Ma veniamo alla seconda più importante questione: perché il grande pubblico tendenzialmente snobba i racconti? Quante volte mi è capitato di leggere o sentire dire da qualcuno che i racconti non fanno per lui? Decisamente troppe. Io, come vi ho sempre detto, credo che sia il modo più estremo per capire quanto un autore ci sappia fare. In poche pagine noi capiamo i sentimenti di un personaggio, ci caliamo nella situazione creata dall’autore, proviamo emozioni e ci appassioniamo, e se l’autore riesce in così poco spazio a darci tanto è sicuramente un ottimo autore. E capisco come molti di noi abbiano bisogno di un romanzone da 900 pagine per affezionarsi e amare i personaggi (io per prima) ma riuscire ad apprezzare i racconti migliora la nostra attività di lettori, nobilita la nostra passione e, soprattutto, ci fa scoprire scrittori meravigliosi. Ne abbiamo parlato anche alla Grande Invasione (festival letterario a Ivrea) con Luca Ricci che analizzando e smontando un racconto di Carver (re indiscusso del genere) affermava che “Il racconto è una cosa fatta per essere riletta, non come il romanzo. Ogni parola è fondamentale, nulla è sprecato.” e che “Più parole si hanno, meno importanza ha la singola parola. Meno parole ci sono e più importanza ha la singola parola.” Facendoci capire come sia minuzioso il lavoro di un autore che scrive racconti ma anche di quanto siano importanti i dialoghi perché anche quando apertamente sembra che non accada nulla in realtà accade moltissimo.

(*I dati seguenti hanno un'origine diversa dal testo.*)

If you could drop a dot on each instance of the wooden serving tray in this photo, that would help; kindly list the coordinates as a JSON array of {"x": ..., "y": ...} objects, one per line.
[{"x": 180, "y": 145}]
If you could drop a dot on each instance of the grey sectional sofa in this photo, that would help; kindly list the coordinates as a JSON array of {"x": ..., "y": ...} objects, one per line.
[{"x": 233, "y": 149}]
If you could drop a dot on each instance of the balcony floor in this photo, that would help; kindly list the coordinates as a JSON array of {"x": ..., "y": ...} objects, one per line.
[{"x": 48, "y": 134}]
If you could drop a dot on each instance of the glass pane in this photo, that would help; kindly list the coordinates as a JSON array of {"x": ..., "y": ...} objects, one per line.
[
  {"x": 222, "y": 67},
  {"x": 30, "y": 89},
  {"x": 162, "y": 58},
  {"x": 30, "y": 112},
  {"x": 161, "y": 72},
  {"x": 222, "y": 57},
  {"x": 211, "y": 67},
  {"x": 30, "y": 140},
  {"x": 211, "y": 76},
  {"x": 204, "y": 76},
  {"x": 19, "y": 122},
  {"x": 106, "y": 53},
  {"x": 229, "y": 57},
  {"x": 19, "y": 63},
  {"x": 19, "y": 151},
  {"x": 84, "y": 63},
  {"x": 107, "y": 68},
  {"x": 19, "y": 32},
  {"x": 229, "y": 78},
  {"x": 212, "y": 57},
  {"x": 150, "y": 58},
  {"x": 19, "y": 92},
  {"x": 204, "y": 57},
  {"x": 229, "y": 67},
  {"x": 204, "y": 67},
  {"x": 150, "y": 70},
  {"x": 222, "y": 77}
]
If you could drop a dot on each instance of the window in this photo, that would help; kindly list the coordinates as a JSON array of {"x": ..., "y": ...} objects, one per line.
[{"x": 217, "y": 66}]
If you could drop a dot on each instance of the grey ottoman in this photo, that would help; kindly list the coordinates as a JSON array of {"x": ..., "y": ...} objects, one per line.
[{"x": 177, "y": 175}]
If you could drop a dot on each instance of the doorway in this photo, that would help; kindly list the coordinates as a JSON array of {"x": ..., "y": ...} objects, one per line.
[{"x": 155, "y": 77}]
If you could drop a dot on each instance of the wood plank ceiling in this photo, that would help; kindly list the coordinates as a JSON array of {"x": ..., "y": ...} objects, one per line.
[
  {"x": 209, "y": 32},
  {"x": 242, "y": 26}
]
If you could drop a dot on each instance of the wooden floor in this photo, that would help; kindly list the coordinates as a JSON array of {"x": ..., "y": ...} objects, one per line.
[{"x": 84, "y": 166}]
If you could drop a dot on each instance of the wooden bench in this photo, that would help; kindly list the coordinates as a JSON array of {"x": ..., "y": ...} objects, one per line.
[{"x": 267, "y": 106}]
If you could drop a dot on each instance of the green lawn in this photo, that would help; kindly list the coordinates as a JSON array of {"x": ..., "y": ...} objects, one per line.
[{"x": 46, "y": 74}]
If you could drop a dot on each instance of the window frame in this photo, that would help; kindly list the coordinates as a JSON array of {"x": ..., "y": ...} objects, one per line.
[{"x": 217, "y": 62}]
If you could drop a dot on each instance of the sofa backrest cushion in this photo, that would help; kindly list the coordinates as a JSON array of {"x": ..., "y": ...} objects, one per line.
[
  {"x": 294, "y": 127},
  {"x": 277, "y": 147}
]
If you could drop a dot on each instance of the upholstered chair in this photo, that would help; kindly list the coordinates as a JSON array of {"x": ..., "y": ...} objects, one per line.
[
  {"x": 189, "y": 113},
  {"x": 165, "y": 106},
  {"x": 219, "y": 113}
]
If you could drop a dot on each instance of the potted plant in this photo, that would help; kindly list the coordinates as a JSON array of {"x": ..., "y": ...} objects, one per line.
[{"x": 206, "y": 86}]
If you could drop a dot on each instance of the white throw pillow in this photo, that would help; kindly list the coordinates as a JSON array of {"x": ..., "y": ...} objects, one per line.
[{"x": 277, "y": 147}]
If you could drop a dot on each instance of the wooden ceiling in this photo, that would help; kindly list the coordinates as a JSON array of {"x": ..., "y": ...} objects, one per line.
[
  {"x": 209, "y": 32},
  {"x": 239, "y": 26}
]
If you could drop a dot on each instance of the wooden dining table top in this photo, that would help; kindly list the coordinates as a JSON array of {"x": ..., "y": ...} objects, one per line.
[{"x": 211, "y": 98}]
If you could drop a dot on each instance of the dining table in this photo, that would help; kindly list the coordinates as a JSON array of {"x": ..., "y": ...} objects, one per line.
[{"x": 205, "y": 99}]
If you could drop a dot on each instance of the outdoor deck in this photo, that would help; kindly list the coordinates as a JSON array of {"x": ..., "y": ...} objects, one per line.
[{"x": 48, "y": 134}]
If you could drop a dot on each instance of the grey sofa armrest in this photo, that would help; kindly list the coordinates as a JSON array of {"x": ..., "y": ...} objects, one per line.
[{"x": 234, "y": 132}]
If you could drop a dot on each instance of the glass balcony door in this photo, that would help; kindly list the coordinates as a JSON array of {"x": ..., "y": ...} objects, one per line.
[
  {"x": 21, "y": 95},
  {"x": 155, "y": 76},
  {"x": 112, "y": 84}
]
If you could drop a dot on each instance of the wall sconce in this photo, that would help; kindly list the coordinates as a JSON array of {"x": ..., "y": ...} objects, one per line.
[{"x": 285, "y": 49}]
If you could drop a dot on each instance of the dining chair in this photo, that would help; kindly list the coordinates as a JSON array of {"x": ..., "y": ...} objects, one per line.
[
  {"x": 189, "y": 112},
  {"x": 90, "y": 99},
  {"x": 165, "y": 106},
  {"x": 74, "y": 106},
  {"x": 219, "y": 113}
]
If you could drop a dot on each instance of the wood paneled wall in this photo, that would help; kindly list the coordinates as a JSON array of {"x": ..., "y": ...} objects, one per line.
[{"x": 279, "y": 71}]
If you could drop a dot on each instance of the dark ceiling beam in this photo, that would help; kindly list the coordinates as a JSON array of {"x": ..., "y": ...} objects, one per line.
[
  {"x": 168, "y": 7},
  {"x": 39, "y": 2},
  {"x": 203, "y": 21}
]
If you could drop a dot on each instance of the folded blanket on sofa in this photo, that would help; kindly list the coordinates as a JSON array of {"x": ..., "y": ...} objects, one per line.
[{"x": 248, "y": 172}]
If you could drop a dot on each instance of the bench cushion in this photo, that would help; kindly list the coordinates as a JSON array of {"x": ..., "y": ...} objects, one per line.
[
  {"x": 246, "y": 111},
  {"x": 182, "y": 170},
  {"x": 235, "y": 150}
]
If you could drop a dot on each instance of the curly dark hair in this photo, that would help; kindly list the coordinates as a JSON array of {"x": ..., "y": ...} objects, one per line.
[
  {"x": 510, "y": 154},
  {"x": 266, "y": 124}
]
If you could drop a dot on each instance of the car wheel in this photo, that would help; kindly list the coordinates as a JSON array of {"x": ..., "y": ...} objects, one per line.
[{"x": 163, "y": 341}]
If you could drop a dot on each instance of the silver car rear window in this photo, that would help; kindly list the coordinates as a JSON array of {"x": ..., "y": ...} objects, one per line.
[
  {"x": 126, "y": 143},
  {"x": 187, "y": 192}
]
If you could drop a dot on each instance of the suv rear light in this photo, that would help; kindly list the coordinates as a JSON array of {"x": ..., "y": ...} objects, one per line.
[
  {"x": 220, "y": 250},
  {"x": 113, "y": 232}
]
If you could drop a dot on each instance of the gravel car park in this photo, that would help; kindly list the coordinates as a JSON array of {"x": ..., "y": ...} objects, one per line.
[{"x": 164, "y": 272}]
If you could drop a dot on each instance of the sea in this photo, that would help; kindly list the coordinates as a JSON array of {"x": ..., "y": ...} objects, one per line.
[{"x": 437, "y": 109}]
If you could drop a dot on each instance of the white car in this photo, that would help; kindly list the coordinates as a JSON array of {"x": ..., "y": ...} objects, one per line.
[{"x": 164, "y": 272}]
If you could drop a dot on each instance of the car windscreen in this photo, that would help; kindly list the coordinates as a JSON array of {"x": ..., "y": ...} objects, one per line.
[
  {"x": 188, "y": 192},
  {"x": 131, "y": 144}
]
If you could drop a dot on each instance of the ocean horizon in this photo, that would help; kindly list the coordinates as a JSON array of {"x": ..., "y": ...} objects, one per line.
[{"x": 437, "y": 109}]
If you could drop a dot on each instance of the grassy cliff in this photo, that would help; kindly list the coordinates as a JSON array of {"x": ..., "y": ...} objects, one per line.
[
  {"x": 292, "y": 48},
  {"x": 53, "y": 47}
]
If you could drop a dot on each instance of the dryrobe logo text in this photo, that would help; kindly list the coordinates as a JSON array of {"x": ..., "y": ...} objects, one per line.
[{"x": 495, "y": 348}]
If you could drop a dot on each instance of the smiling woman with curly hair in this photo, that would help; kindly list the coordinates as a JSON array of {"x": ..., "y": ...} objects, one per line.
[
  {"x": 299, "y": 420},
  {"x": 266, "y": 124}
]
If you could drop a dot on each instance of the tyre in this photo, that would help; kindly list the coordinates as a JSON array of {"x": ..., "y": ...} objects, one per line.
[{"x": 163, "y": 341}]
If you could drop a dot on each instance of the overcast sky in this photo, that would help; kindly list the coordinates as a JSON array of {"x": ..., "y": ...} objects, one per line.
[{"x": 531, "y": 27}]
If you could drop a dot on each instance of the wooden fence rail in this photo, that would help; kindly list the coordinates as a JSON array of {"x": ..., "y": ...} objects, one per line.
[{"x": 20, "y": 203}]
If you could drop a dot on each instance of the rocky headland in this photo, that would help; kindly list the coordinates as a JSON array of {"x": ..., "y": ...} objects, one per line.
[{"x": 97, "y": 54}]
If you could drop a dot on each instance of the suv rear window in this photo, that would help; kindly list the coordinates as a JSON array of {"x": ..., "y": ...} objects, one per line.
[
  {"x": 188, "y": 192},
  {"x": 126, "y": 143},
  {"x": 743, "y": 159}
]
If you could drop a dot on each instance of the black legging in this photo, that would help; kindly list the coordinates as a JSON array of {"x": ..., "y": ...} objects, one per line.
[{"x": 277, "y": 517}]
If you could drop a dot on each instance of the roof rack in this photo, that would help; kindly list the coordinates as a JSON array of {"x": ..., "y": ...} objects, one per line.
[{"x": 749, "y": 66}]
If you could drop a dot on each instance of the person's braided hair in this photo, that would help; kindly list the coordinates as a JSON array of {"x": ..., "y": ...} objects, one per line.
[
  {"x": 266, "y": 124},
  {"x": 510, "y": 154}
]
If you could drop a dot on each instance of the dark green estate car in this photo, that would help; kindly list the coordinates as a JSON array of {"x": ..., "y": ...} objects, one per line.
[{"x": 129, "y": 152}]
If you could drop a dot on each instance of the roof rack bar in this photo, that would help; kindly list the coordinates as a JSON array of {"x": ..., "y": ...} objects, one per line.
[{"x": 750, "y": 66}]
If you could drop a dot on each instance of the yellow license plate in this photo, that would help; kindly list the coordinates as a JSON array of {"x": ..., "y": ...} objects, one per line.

Chiudo con una citazione dal libro della Durastanti (anche se si tratta di un romanzo mascherato da racconti):

Eccola qui, una ragazza incapace di nuotare, con i piedi a mollo in una vasca piena di frasi di Nabokov liquefatte, con una gonna di lino bianca tirata fin sopra le cosce e la testa reclinata all’indietro a farsi benedire dal sole. Temo che, anche vista da fuori, chiunque si accorgerebbe che ce la sto mettendo tutta per calarmi nella parte.